Tribulations of a Chinaman in China () is an adventure novel by Jules Verne, first published in 1879. The story is about a rich Chinese man, Kin-Fo, who is bored with life, and after some business misfortune decides to die.

Plot summary
Kin-Fo is an extremely wealthy man who certainly does not lack material possessions. However, he is terribly bored and when news reaches him about his major investment abroad, a bank in the United States, going bankrupt, Kin-Fo decides to die. He signs up for a $200,000 life insurance covering all kinds of accidents, death in war, and even suicide; the philosopher Wang (Kin-Fo's old mentor) and Kin-Fo's fiancée are to be the beneficiaries. He rejects seppuku and hanging as means of dying, and is about to take opium laced with poison when he decides that he doesn't want to die without having ever felt a thrill in his life. Kin-Fo hires Wang (actually a former warrior of the Taiping Rebellion) to murder him before the life insurance expires.

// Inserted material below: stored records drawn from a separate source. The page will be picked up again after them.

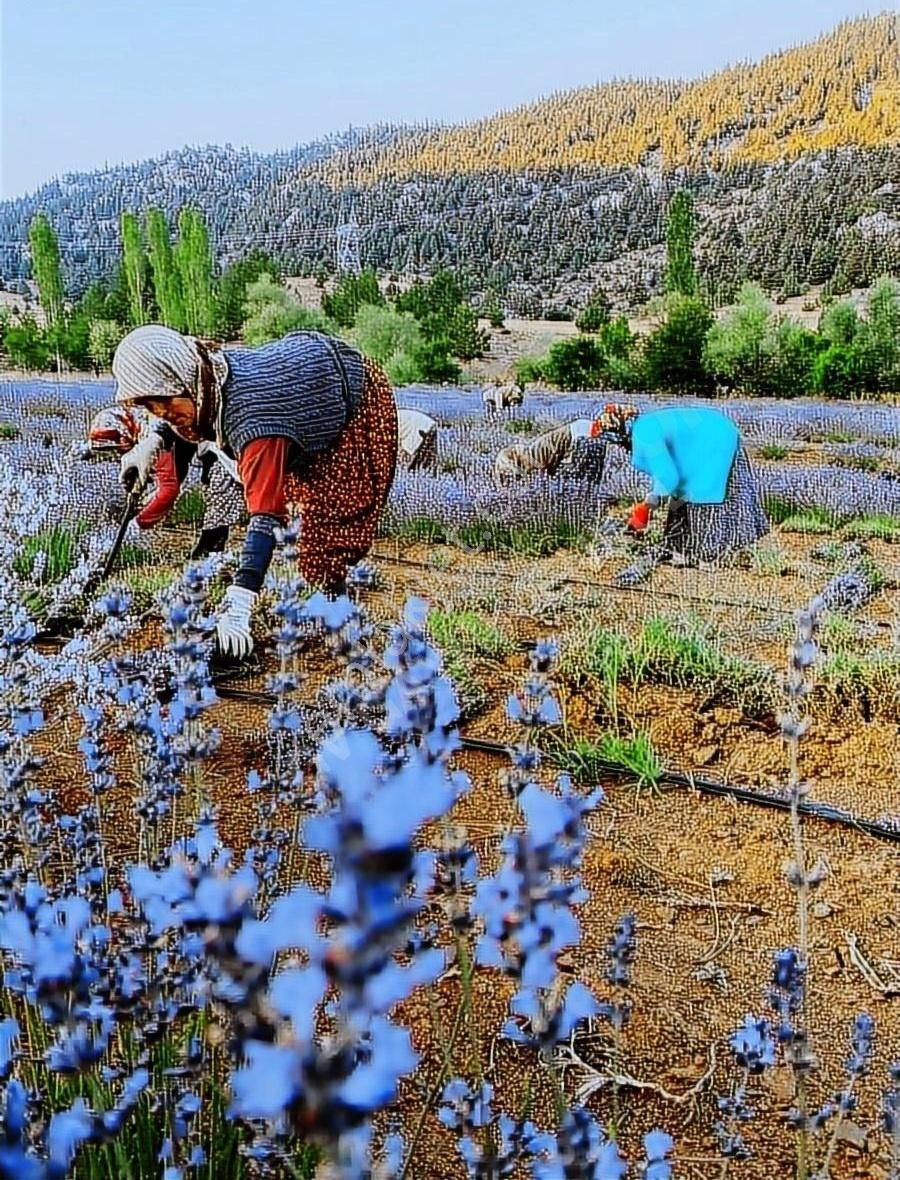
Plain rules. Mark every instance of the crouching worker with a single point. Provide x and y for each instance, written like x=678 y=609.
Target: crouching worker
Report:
x=696 y=459
x=418 y=437
x=566 y=450
x=498 y=397
x=313 y=426
x=117 y=431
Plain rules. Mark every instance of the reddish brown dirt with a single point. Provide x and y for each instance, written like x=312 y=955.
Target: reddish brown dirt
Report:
x=704 y=949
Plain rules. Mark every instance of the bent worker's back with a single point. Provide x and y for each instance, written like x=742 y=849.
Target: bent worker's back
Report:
x=688 y=452
x=303 y=387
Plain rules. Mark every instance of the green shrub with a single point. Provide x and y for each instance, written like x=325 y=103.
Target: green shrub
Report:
x=674 y=352
x=59 y=543
x=188 y=507
x=530 y=368
x=838 y=372
x=815 y=522
x=873 y=528
x=434 y=360
x=492 y=310
x=576 y=364
x=103 y=339
x=383 y=333
x=352 y=293
x=465 y=633
x=271 y=312
x=25 y=343
x=590 y=762
x=596 y=312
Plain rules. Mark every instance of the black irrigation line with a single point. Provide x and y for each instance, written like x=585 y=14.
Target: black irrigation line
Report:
x=622 y=589
x=825 y=812
x=225 y=689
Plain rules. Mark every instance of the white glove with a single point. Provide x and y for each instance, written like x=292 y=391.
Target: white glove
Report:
x=140 y=459
x=227 y=463
x=232 y=629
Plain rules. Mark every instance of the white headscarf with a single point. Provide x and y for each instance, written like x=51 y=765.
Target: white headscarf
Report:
x=156 y=361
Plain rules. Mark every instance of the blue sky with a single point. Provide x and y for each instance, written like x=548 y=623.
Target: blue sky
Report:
x=89 y=82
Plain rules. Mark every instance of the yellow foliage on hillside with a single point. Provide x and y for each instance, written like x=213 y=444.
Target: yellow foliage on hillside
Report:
x=842 y=90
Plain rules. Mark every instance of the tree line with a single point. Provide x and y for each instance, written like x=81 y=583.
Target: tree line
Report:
x=753 y=349
x=424 y=333
x=156 y=281
x=420 y=334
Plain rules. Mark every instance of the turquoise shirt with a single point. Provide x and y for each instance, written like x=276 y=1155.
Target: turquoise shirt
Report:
x=687 y=451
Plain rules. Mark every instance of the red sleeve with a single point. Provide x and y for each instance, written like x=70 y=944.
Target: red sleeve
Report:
x=263 y=467
x=168 y=485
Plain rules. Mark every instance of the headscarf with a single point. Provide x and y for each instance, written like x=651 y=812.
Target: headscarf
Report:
x=510 y=464
x=615 y=424
x=156 y=361
x=113 y=428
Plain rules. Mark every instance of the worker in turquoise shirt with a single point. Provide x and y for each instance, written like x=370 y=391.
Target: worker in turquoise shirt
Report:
x=695 y=459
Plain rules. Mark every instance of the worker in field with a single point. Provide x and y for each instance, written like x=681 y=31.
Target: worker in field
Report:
x=418 y=440
x=313 y=426
x=501 y=395
x=695 y=459
x=118 y=430
x=566 y=450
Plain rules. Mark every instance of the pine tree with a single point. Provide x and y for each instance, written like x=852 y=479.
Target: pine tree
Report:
x=681 y=275
x=46 y=267
x=166 y=280
x=135 y=262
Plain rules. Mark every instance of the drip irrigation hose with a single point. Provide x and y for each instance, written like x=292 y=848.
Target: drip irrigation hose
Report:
x=825 y=812
x=788 y=613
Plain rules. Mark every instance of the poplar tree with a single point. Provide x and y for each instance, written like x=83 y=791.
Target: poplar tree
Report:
x=166 y=280
x=46 y=267
x=135 y=262
x=681 y=276
x=194 y=262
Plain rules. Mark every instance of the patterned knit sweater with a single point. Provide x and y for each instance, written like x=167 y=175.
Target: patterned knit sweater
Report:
x=303 y=387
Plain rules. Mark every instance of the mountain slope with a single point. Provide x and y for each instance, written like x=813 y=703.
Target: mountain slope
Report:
x=838 y=91
x=545 y=201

After a while news reaches Kin-Fo that the American bank he had invested in was not bankrupt, but instead had pulled off a stock market trick and is now wealthier than ever. Unfortunately, Wang has already disappeared. Together with two bodyguards assigned by the insurance company, and his loyal but lazy and incompetent servant Soun, Kin-Fo travels around the country in an effort to run away from Wang and the humiliation from the affair.

One day he receives a message from Wang, stating that he can't stand the pain of having to kill one of his friends, and instead decided to take his own life while giving the task of killing Kin-Fo to a bandit he once knew. Kin-Fo, Soun and the two bodyguards now try to get to the bandit, planning to offer money in return for his life. The ship they travel with is hijacked, and they are forced to use their life vests with built-in sails to return to land.

After being kidnapped by the bandit they were looking for, they are blindfolded and returned to Kin-Fo's home, where his old friends (including Wang, who we now find out staged this entire history to teach him a lesson about how valuable life is) are waiting for him. He marries his young, beautiful fiancée after all and they live happily ever after.

Style
The book is a traditional adventure, similar in style to Around the World in Eighty Days, one of the author's better-known books. However, it does contain more humour as well as criticism of topics such as the British opium trade in China.

Translations 
An English translation was serialized in The Leisure Hour in 1880.

Film versions 
A 1965 film starring Jean-Paul Belmondo, Up to His Ears, was loosely based on this novel. 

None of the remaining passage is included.